The student council has decided to sell t-shirts for a fundraiser. The printing company charges a $75 set-up fee plus $3 per shirt. The student council plans to sell their t-shirts for $12 per shirt. Write a function p(t) to represent the student council's profits.
P(t)= 9t – 75
Sure, I can help you with that! Here's the function p(t) to represent the student council's profits:
p(t) = (12 - 3) * t - 75
In this function, t represents the number of t-shirts sold. The expression (12 - 3) represents the profit per shirt, and multiplying it by t gives the total profit from selling t-shirts. Subtracting the set-up fee of $75 gives the final profit.
To write the function p(t) to represent the student council's profits, we need to determine the total revenue and the total cost.
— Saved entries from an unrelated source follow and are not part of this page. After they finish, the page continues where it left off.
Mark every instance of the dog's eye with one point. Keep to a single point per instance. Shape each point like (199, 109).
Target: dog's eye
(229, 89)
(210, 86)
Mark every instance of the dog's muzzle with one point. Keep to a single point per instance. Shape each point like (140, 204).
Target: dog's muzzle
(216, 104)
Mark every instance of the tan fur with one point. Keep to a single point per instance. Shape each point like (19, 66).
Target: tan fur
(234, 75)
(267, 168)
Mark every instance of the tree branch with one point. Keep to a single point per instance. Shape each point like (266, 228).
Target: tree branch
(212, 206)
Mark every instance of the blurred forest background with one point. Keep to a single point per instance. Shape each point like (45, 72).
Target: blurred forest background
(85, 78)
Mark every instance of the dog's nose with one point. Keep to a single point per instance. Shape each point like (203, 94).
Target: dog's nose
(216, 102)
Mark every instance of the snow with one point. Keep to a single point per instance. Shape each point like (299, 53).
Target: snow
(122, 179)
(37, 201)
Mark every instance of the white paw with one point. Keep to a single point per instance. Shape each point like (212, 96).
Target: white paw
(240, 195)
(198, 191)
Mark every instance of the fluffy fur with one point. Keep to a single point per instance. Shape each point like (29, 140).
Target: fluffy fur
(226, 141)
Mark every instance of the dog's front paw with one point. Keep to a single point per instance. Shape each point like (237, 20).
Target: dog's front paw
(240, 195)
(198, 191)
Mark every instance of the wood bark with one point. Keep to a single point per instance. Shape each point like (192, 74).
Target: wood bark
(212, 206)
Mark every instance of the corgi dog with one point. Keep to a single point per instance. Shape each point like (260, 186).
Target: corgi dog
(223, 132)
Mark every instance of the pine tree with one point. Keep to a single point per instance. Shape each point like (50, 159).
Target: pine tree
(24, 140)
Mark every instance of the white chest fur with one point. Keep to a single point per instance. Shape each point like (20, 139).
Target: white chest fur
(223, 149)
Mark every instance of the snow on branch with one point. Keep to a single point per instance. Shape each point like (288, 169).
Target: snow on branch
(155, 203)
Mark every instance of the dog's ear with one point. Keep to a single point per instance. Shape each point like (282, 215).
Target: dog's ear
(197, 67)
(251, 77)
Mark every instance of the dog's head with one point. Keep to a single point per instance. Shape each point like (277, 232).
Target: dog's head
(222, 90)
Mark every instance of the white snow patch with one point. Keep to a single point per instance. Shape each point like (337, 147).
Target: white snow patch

Total revenue (R) is given by the selling price per shirt (12 dollars) multiplied by the number of shirts sold (t):
R = 12t
Total cost (C) comprises the set-up fee (75 dollars) plus the cost per shirt (3 dollars) multiplied by the number of shirts sold (t):
C = 75 + 3t
The profit (P) is obtained by subtracting the total cost from the total revenue:
P = R - C
= 12t - (75 + 3t)
= 12t - 75 - 3t
= 9t - 75
Therefore, the function representing the student council's profits can be written as:
p(t) = 9t - 75
To write the function p(t) to represent the student council's profits, we need to consider the costs and revenue involved in selling the t-shirts.
The costs include the set-up fee charged by the printing company and the cost per shirt. The set-up fee is a one-time cost, while the cloth cost per shirt is dependent on the number of shirts sold.
The revenue is the amount earned from selling the shirts. The revenue per shirt is the selling price.
Let's break down the components of the function:
1. The set-up fee is fixed at $75, which is the constant cost regardless of how many shirts are sold.
2. The cost per shirt is $3, and it increases linearly with the number of shirts sold. Hence, the cost due to shirts sold can be represented as $3 multiplied by the number of shirts, which is t.
3. The revenue per shirt is $12, which is the selling price of each shirt.
Now, let's put it together to form the function p(t):
p(t) = (revenue) - (costs)
The revenue can be calculated by multiplying the number of shirts sold (t) with the selling price per shirt ($12):
revenue = $12 * t
The costs consist of the set-up fee ($75) and the cost per shirt ($3 * t):
costs = $75 + ($3 * t)
Substituting the values of revenue and costs into the function, we get:
p(t) = revenue - costs
p(t) = ($12 * t) - ($75 + ($3 * t))
p(t) = $12t - $75 - $3t
p(t) = 9t - 75
Therefore, the function p(t) representing the student council's profits from selling t-shirts is p(t) = 9t - 75.